Where are the children kept at in the Craftworld?

How are they taught?

Is their family ties and Hierarchy?

Any help on this be great. I know they are a dying species and all, but they still give birth, if at a low rate to humans.


----------



## locustgate (Dec 6, 2009)

Warlock in Training said:


> I am a pretty big Eldar fan, and read Path of the Warrior, and few others with Eldar. Something occured to me though. There is like no mention in anything I read (Codexes or otherwise) on the Children of Eldar.
> 
> What is the age they are considered adults?
> 
> ...


I think around 100 years.


Child-of-the-Emperor said:


> From Eldar 6th:
> 
> "The Eldar, whose maturation patterns spans nearly a century..."


I don't know about birthing but conception is weird.

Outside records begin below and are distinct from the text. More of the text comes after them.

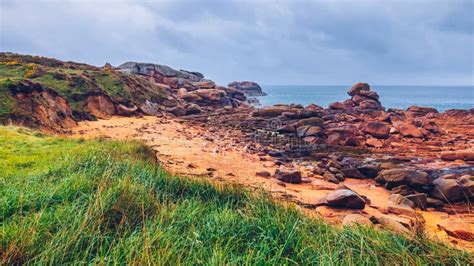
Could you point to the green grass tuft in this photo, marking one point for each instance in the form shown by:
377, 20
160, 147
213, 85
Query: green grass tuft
66, 201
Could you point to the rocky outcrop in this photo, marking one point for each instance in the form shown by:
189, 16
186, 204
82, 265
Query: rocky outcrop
160, 73
248, 87
451, 188
288, 175
345, 198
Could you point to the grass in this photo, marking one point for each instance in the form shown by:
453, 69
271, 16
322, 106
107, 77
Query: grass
67, 201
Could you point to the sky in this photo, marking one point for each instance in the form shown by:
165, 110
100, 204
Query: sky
389, 42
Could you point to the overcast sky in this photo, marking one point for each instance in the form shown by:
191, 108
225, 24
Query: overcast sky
271, 42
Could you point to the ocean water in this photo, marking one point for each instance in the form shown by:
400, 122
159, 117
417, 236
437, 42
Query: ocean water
439, 97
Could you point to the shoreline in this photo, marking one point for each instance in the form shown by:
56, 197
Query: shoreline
188, 149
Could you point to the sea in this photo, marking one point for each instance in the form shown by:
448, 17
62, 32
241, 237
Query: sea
401, 97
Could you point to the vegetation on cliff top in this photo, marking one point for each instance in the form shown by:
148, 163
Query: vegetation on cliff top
72, 81
101, 201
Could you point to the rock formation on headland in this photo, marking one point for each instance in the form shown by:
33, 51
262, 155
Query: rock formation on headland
248, 87
47, 93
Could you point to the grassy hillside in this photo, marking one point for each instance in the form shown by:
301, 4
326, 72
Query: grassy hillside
74, 82
76, 201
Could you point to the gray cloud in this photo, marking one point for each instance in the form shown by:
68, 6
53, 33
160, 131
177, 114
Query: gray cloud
272, 42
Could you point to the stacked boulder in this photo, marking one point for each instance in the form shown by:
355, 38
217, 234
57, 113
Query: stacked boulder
248, 87
362, 99
193, 93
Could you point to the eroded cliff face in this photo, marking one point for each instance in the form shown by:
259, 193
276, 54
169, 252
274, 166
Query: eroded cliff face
39, 107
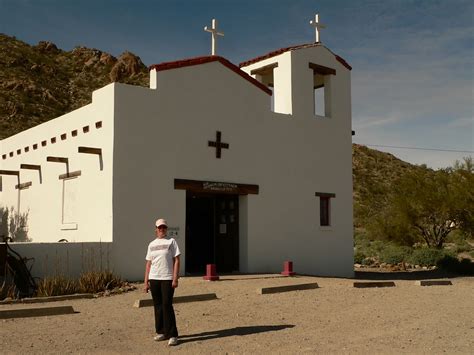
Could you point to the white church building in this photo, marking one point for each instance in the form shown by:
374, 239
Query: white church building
251, 165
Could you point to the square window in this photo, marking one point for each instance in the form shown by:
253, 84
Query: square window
324, 208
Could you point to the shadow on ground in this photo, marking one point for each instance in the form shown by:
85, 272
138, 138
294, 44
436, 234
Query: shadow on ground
222, 333
403, 275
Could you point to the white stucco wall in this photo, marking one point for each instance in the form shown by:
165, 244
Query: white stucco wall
150, 137
83, 210
163, 135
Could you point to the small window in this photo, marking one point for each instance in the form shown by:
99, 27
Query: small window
324, 203
325, 208
265, 76
322, 77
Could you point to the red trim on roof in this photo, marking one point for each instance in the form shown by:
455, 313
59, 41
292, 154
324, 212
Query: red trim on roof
343, 62
208, 59
283, 50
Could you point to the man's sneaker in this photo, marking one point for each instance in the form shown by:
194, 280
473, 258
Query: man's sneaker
159, 337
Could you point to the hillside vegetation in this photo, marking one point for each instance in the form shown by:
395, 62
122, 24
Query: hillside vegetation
38, 83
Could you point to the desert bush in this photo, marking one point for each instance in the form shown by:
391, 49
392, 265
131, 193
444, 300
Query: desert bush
394, 254
56, 286
98, 281
427, 256
88, 282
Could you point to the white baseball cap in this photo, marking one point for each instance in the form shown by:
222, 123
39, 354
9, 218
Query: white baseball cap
161, 222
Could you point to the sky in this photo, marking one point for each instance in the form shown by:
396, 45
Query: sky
412, 60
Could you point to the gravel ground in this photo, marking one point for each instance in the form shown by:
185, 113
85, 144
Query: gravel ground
335, 318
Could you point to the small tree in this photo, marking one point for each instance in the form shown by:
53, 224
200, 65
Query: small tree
426, 205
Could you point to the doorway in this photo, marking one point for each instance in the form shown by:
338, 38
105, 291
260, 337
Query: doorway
212, 232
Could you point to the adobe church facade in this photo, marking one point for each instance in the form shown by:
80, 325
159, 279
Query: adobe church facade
247, 166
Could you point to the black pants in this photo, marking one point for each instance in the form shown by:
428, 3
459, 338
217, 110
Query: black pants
165, 320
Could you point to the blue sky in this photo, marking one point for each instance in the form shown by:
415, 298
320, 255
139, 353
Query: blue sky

In the of Mars books a farseer has a vision of having 2 kids "the sound of their laughter", she also has 2 children beds in her quarters, so I would imagine that they sleep in their parents quarters.

The rest I don't know.


----------



## emporershand89 (Jun 11, 2010)

What about Tau children, Ork hatchlings, Dark Eldar newborn? The writers rarely approach it because children are usually inconsequential in the scheme of the entire galaxy; and events thereof. In the case of the Eldar my experience with Fluff leads me with the following impression.

What is the age they are considered adults?

Relatively a bit older than humans since Eldar live almost twice as long as us. My impression is within the 20's they move from childhood to Adult status. This usually involves them choosing one of the many "Paths" that an Eldar follow.

What is the birthing process for them? Easy? Life threatening? On a field of grass or hospital like place?

Well as poetic a birth in a grass field would be it probably wouldn't be doable for the Eldar. Their anatomy is actually quite frail for creatures lasting a century or more so I cannot imagine that they have children often. Probably in a Medical Center aboard their Craft worlds.

Where are the children kept at in the Craftworld?

Good question, probably in Temples where they are raised and trained.

How are they taught?

By other Elder, probably a teacher/Master. Assisted by machines they are taught in the ways of their race and the Arcane magic that intertwines with their society. 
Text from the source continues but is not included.